Altogether more than fifty national championships, British and Irish, have been decided here. The first professional tournament ever held in Ireland was run by the club in 1895. It was decided by match play, and the famous Sandy’ Herd, who was the Club’s first professional, was the winner; his opponent in the final was Harry Vardon, who was then a comparative unknown player, just coming up to the form that was to win him his first Open Championship in the following year. In July, Royal Portrush had the distinction of being the first Irish course to host The Open Championship, the winner being Max Faulkner with a score of 285 for the four rounds.
When the club was formed in May 1888, it was known as The County Club. It became The Royal County Club in 1892, when H.R.H. The Duke of York was its patron, and ‘The Royal Portrush Golf Club’ three years later, with H.R.H. The Prince of Wales (later King Edward VII) as patron.

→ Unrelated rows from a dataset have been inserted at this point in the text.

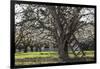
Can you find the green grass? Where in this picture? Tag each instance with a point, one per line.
(53, 54)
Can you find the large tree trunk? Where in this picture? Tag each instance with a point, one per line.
(31, 48)
(63, 53)
(25, 49)
(19, 49)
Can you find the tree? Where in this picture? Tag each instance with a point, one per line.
(59, 25)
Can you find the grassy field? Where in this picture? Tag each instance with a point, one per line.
(42, 57)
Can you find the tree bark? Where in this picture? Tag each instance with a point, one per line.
(31, 48)
(25, 49)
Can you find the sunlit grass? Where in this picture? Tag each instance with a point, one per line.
(52, 54)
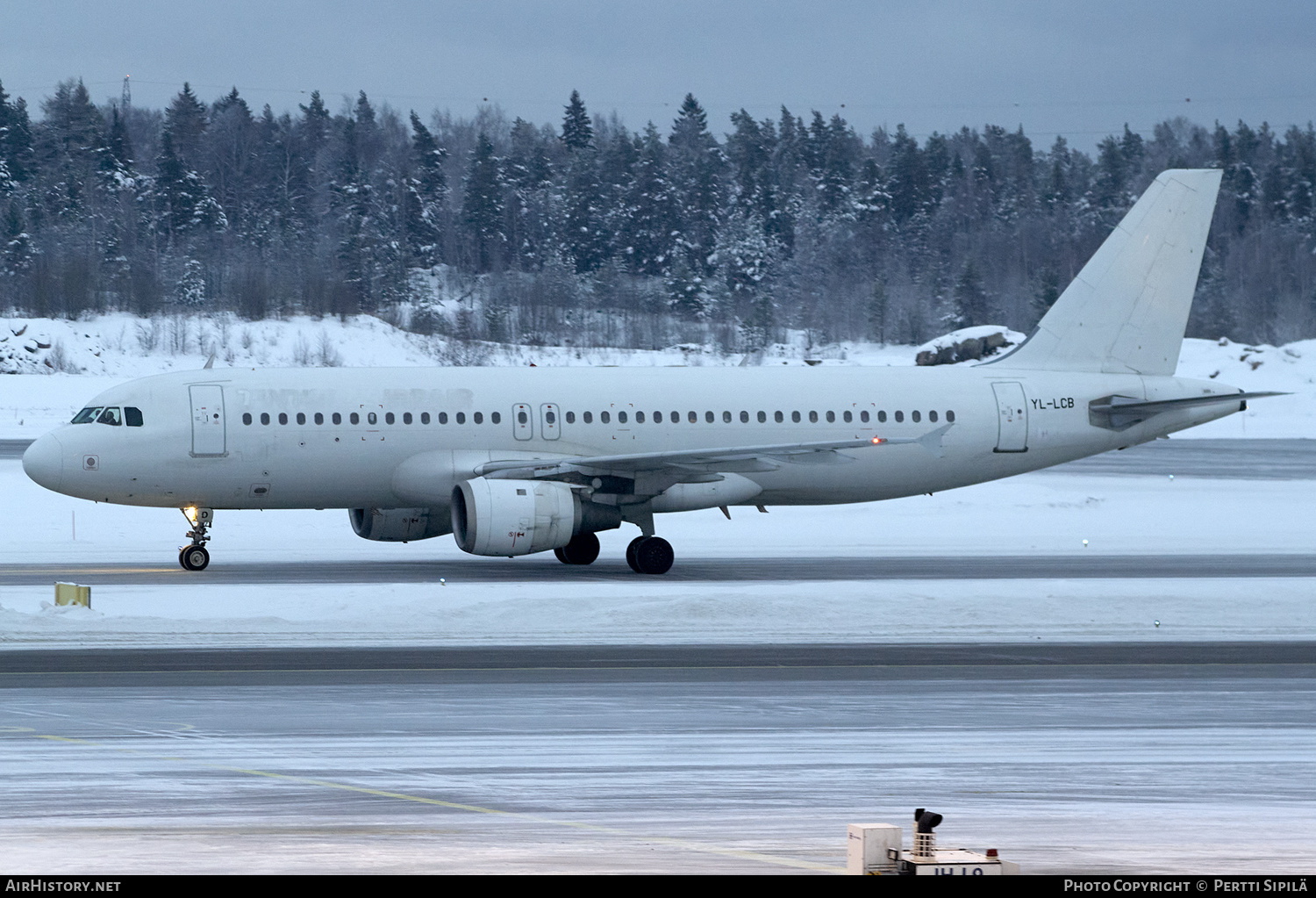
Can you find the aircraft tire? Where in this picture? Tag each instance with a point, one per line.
(631, 553)
(194, 557)
(654, 556)
(582, 550)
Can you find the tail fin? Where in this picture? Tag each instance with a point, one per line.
(1126, 310)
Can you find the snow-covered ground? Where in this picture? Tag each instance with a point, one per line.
(92, 355)
(1036, 514)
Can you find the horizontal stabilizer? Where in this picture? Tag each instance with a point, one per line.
(1123, 413)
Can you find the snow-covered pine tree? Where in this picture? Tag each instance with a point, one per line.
(970, 299)
(186, 121)
(576, 128)
(190, 291)
(697, 166)
(426, 197)
(645, 240)
(482, 208)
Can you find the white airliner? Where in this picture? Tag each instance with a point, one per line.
(515, 461)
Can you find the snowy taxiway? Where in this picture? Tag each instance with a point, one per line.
(1066, 758)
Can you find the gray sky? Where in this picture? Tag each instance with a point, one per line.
(1074, 68)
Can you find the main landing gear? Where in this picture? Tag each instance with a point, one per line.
(582, 550)
(649, 555)
(195, 556)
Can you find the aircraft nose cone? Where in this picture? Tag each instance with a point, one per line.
(44, 461)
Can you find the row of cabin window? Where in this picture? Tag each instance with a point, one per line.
(371, 418)
(744, 418)
(604, 418)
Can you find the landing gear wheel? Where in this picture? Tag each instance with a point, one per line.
(653, 556)
(631, 553)
(582, 550)
(194, 557)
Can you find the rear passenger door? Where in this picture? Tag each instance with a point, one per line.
(521, 426)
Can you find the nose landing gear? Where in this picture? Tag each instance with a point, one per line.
(195, 556)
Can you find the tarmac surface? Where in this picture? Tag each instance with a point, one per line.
(695, 571)
(1266, 460)
(1081, 758)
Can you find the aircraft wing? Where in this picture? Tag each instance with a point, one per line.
(695, 461)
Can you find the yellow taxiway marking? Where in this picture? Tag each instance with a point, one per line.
(478, 808)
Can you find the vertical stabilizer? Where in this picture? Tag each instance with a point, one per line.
(1126, 310)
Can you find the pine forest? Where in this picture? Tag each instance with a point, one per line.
(584, 232)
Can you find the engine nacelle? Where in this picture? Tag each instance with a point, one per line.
(516, 518)
(399, 524)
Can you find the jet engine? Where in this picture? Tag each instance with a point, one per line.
(399, 524)
(516, 518)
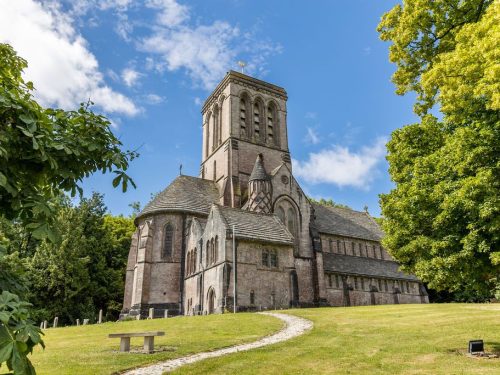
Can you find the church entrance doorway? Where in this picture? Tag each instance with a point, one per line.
(211, 301)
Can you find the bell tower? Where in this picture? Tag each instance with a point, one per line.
(242, 118)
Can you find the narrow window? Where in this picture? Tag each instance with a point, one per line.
(273, 259)
(243, 118)
(256, 120)
(168, 236)
(265, 258)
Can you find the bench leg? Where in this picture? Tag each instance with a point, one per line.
(125, 344)
(149, 343)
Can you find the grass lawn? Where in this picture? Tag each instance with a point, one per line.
(394, 339)
(87, 349)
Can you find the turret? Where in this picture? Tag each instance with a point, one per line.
(260, 189)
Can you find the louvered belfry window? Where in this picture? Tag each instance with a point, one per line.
(168, 241)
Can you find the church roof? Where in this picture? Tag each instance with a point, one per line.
(259, 172)
(346, 222)
(364, 266)
(184, 194)
(255, 226)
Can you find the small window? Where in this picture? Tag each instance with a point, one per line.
(168, 237)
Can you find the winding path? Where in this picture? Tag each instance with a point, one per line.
(294, 326)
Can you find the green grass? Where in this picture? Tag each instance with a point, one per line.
(395, 339)
(87, 349)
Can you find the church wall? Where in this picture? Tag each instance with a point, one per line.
(252, 275)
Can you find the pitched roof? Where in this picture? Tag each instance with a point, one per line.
(259, 172)
(346, 222)
(363, 266)
(255, 226)
(184, 194)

The links have undergone many alterations in the course of its existence. The nine-hole course of 1888 was extended to eighteen holes the following year, and at that time, eight of these holes were laid out on the landward side of the Causeway road. Gradually, however, the course was moved further and further into the sand hills, until the famous architect, Harry Colt, laid out his own plans for the Dunluce links in 1929. The unfortunate loss of land comprising the first and eighteenth holes of this layout led to the creation of the present eight and ninth holes under the guidance of P.G. Stevenson and Sir Anthony Babington in 1946.
There have been may famous golfers who have played at the Royal Portrush Club at one stage or another: Gary Player, Arnold Palmer, Ernie Els, Darren Clarke and Larry Mize to name a few. With Phil Mickelson and Mark Calcavecchia playing in 2002 and Davis Love III and Jim Furyk enjoying a game in 2003. Other major winners who have visited Royal Portrush include Tom Watson, Jack Nicklaus, Steve Jones, Tom Kite and Ben Crenshaw.